Configuration Example

pattern: reflection
name: code-generator-with-review

generator:
  agent: code/code-generator
  model: claude-sonnet-4-6
  description: Generate implementation from requirements

critic:
  agent: code/code-reviewer
  model: claude-sonnet-4-6
  description: Review generated code for correctness and quality
  criteria:
    - "No bugs or logic errors"
    - "Handles edge cases"
    - "Follows project style guide"
    - "Has appropriate error handling"
  scoring: numeric       # 1-10 scale
  threshold: 8           # Minimum score to pass

max_rounds: 4
early_exit: true         # Stop as soon as threshold is met
include_history: true    # Pass full revision history to generator

cost_profile:
  estimated_per_run:
    best_case: 0.05      # 1 round (generator + critic)
    typical: 0.10        # 2 rounds
    worst_case: 0.20     # 4 rounds (max)

Code Example

from multiagent import Catalog, patterns

catalog = Catalog()

# Set up the reflection loop
loop = patterns.reflection(
    generator=catalog.load("code/code-generator"),
    critic=catalog.load("code/code-reviewer"),
    max_rounds=4,
    threshold=8,           # Score 1-10, exit when >= 8
    model="claude-sonnet-4-6",
)

# Run the reflection loop
result = loop.run(
    "Implement a thread-safe LRU cache with TTL support in Python",
    context={
        "language": "python",
        "style": "google",
        "requirements": [
            "Thread-safe with minimal lock contention",
            "TTL-based expiration",
            "O(1) get and put operations",
        ],
    },
)

# Inspect the refinement history
for round_info in result.rounds:
    print(f"Round {round_info.number}: score={round_info.score}/10")
    print(f"  Feedback: {round_info.feedback[:100]}...")

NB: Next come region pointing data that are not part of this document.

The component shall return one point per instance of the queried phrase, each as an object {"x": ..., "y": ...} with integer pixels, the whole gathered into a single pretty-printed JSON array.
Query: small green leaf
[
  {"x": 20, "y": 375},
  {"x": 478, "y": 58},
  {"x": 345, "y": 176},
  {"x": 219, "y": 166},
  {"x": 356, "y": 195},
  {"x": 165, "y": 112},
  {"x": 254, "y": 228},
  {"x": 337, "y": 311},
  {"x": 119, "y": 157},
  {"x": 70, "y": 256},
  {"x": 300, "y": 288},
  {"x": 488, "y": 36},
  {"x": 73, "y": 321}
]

print(f"Final output accepted at round {result.accepted_round}")
print(f"Total cost: ${result.total_cost:.4f}")
print(result.final_output)

Real-World Examples

  • Code Generation -- A code generator writes an implementation, a reviewer checks for bugs, edge cases, and style. The generator fixes issues across 2-3 rounds until the reviewer scores it 8+/10.
  • Legal Document Drafting -- A drafter produces contract language, a compliance critic checks for regulatory issues and ambiguity. Iterations continue until the document passes all compliance checks.
  • Creative Writing -- A writer produces a story draft, a literary critic evaluates narrative structure, character consistency, and prose quality. Refinement focuses on the critic's specific feedback.
  • SQL Query Optimization -- A query generator writes SQL, a performance critic analyzes the execution plan and flags full table scans or missing indexes. The generator rewrites until the query plan is acceptable.
  • API Design -- A designer proposes an API schema, a critic evaluates for REST conventions, backward compatibility, and developer experience.

Pros and Cons

Pros Cons
Significantly improves output quality 2-4x cost of a single-pass approach
Catches errors before delivery Adds latency proportional to number of rounds
Structured feedback drives targeted fixes Generator and critic may share blind spots
Quality is measurable via critic scores Diminishing returns after 2-3 rounds
Revision history is a useful audit trail Critic must be well-calibrated to avoid false positives
Works with any generator/critic pair Can loop indefinitely without good exit conditions

Cost Implications

  • Multiplicative cost: Each round costs one generator call plus one critic call. A 3-round reflection costs 6 LLM calls vs. 1 for a single pass.
  • Early exit saves money: Set early_exit: true so the loop stops as soon as quality is sufficient. Most tasks resolve in 2 rounds.
  • Model asymmetry: Use the same model for both generator and critic, or use a cheaper model for the critic if it only needs to evaluate (not generate).
  • Max rounds as budget cap: Setting max_rounds is effectively a cost ceiling. 4 rounds with Sonnet costs ~$0.20; set it based on your budget.
  • Diminishing returns: Quality improvement per round drops sharply after round 2-3. Rarely worth going beyond 4 rounds.
  • Typical cost range: $0.05-0.20 per run (2-4 rounds with Sonnet), $0.01-0.05 with Haiku.